Concernant le point le plus important – le rapport entre les sexes – les Américains ont un mot commode « gender » qui signifie le sexe
culturel. Certes nous naissons tous homme ou femme, mais très rapidement nous sommes pris dans un système de représentation,
d’éducation, qui nous met sur les rails de ce que c’est qu’ être un homme ou une femme, donc immédiatement nous nous situons
dans le système de la culture.
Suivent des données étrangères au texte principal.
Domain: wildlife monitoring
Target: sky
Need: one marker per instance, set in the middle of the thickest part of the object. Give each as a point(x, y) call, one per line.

Ce qui est essentiel pour les historiens, car à partir du moment où le genre est conçu comme une
réalité historique, culturellement construite, on peut la déconstruire. Le travail des historiens est dès lors de savoir comment, à travers
les époques, on afabriqué ce sexe culturel, ce « gender », puisque nous n’avons pas d’équivalent du terme anglais.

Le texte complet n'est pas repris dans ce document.